Memory leak with 2.31.139 ?
DHawthorne
Posts: 4,584
in AMX Hardware
I just discovered something that has distressed me a bit, and I'm hoping to get some feedback on it. It very well be related to some of the issues noted on the huge thread on NetLinx lockups.
I've got a big project with 22 Modero panels; 4 of them are MVP-8400's, and the rest CV-12's. There are 7 NetLinx masters in the system; 3 sort central masters for each of the buildings on the estate, and 4 in local theaters. One of those building masters has the task of coordinating the rest and keeping everything talking to each other. I try to load the code for specific devices on the master that is directly responsible for controlling them, but all the panels can access any of it, so the panels are referenced in the device lists on all of them.
OK, that's the background material.
One of my early modules (this system has evolved quite a bit in the two years it's been running), didn't really work very well, so I decided to bite the bullet and re-write it. It controls 3 Escient Fireballs on the system - anyone familiar with them knows it's a chatty device when running. So, in my re-write, I took pains to optimize panel refreshes and communications to keep the traffic to a minimum. When I went to load the new module, however, I found I was short on non-volatile memory. So I went through all the code and specified VOLATILE on all my variables that didn't specifically need to be persistent. After a bit of back-and-forth, I wound up with about 1.5M volatile free, and 350K nonvolatile - more than enough headroom, so I thought, and everything seemed to be behaving, so I left it there.
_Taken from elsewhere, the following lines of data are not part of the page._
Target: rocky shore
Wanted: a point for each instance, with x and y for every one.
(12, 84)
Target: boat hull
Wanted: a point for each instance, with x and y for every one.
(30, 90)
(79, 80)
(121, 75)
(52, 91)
As an aside, though I'm not sure it has any bearing, I upgraded all my masters to firmware rev. 2.31.139, except for the sole Duet capable one, to which I loaded 3.00.316. I also updated all the panels to the latest firmware available for each.
That was last week - Thursday, to be exact. Today (Tuesday) I went back for an unrelated update, and noticed some things seemed to become unresponsive. For example, I could connect to my main master via Telnet, but NetLinx Studio would not connect in debug mode. So I checked the memory - non-volatile has stayed steady, but the volatile memory was down to 8200! I had to reboot to even be able to load new code.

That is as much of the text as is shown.